Et voilà un autre triste record que le président haïtien Jovenel Moise vient de battre en nommant un 5ème Premier ministre en l’espace de 3 ans seulement ! Du jamais vu depuis l’adoption de la constitution républicaine de 1987 et l’avènement de l’ère post-Duvalier. Même Michel Martelly n’a pas fait mieux durant ses 5 longues années au pouvoir. Après Jack Guy Lafontant, Jean-Henry-Céant, Jean-Michel Lapin et Fritz-William Michel, c’est au tour de Joseph Jouthe, ex-ministre de l’Environnement et des Finances de prendre les rênes de la Primature.

Le passage de son prédécesseur désigné, Fritz-William Michel, aurait donc été éphémère faute d’avoir reçu le feu vert du Sénat. Fritz a tout de même pris la peine de remercier le Chef de l’État pour sa confiance malgré le dénouement défavorable de sa nomination. Dans une lettre adressée à Jovenel, il a ainsi inconsciemment étalé au grand jour les maux dont le Président est pourtant grandement responsable : “société fissurée, installation de la peur, écosystèmes détruits à la limite de l’irréversible, économie affaiblit et dégradation des conditions de vie de la population”.

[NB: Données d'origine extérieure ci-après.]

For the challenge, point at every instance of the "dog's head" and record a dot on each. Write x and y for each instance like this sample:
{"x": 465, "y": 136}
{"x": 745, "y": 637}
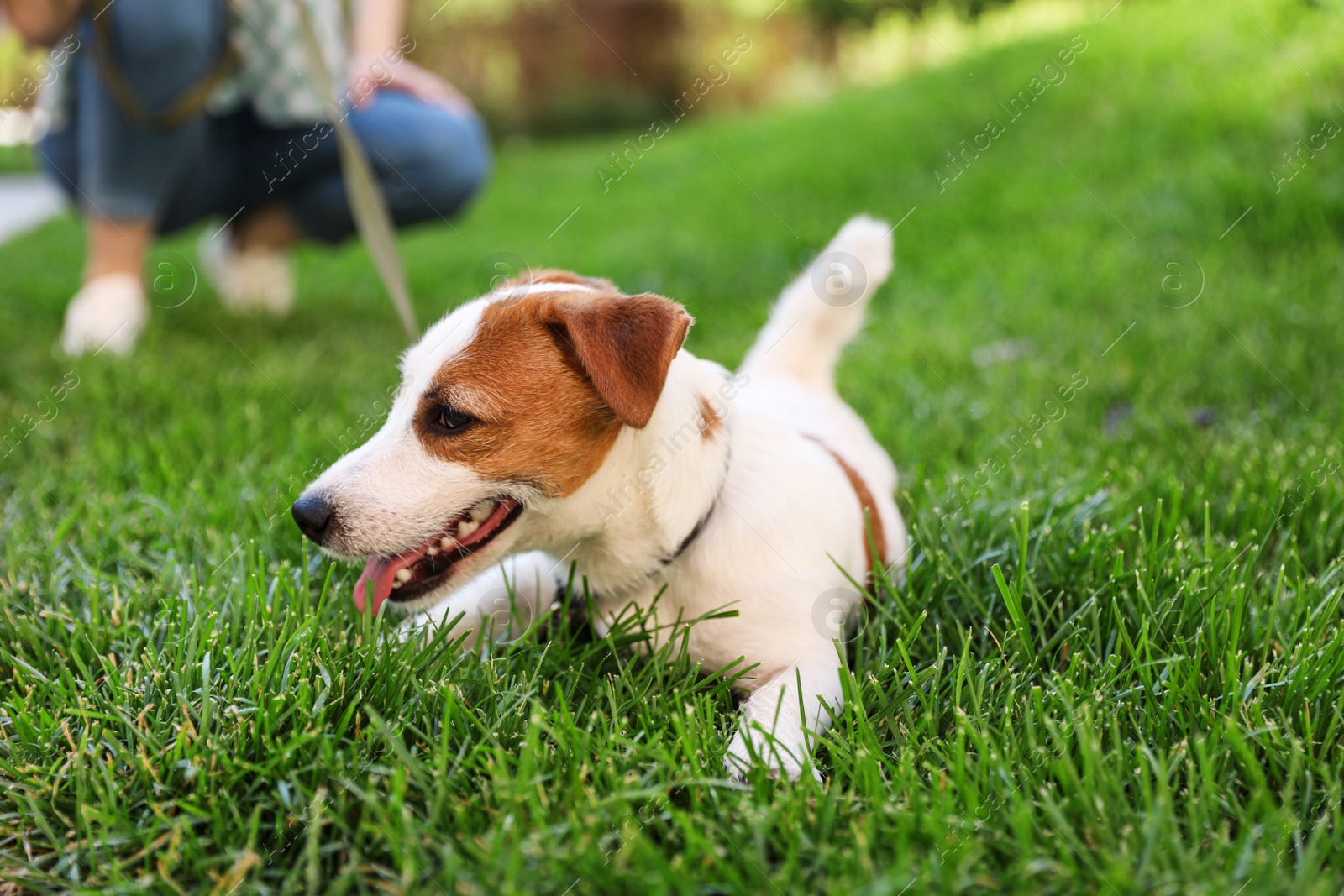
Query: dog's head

D’après Jovenel Moïse, le choix de Joseph Jouthe résulte de consultations avec “différents secteurs du pays”. Et comme souvent, le diable se cache dans les détails. En décortiquant le communiqué du Président, on s’aperçoit que celui-ci ne fait référence à aucune consultation avec les différents partis politiques, et encore moins avec la société civile. Tout juste utilise-t-il le mot “secteur”, une vague formulation qui peut englober tout et rien à la fois. D’ailleurs, les réactions ne se sont pas faites attendre. Des membres de l’opposition commencent déjà à élever la voix en parlant d’un choix unilatéral imposé sans préavis. Pire, avec un Parlement caduc incapable de valider toute nomination, les “normes constitutionnelles sont bafouées” selon un spécialiste du droit constitutionnel. De son côté, le Président a pressé le nouveau Premier ministre de former un gouvernement dans les plus brefs délais. Sans doute veut-il mettre tout le monde devant le fait accompli et faire passer au plus vite cette amère pilule. D’ailleurs, beaucoup estiment que cette nomination s’inscrit dans un agenda présidentiel plus large, avec en ligne de mire un amendement de la constitution qui sera taillée sur mesure.

Toujours est-il, les observateurs redoutent que le choix de Jovenel ne remette de l’huile sur le feu, d’autant plus que ses nombreux opposants risquent de considérer cette nouvelle nomination comme un affront de plus à leur égard. D’autres détracteurs du Président estiment que cette manie à remplacer à tout-va les Chefs de gouvernement n’est qu’une manœuvre de diversion destinée à faire oublier les casseroles qu’il traine avec l’affaire Petro Caribe. Car il faut bien dire que ce scandale de détournements est une véritable épée de Damoclès au-dessus de la tête du Président depuis le premier jour de son mandat. Dans la rue, la population ne jure que par la démission de Jovenel. Et ce n’est pas en changeant les noms des Premiers ministre que Jovenel arrivera à saborder la détermination des Haïtiens.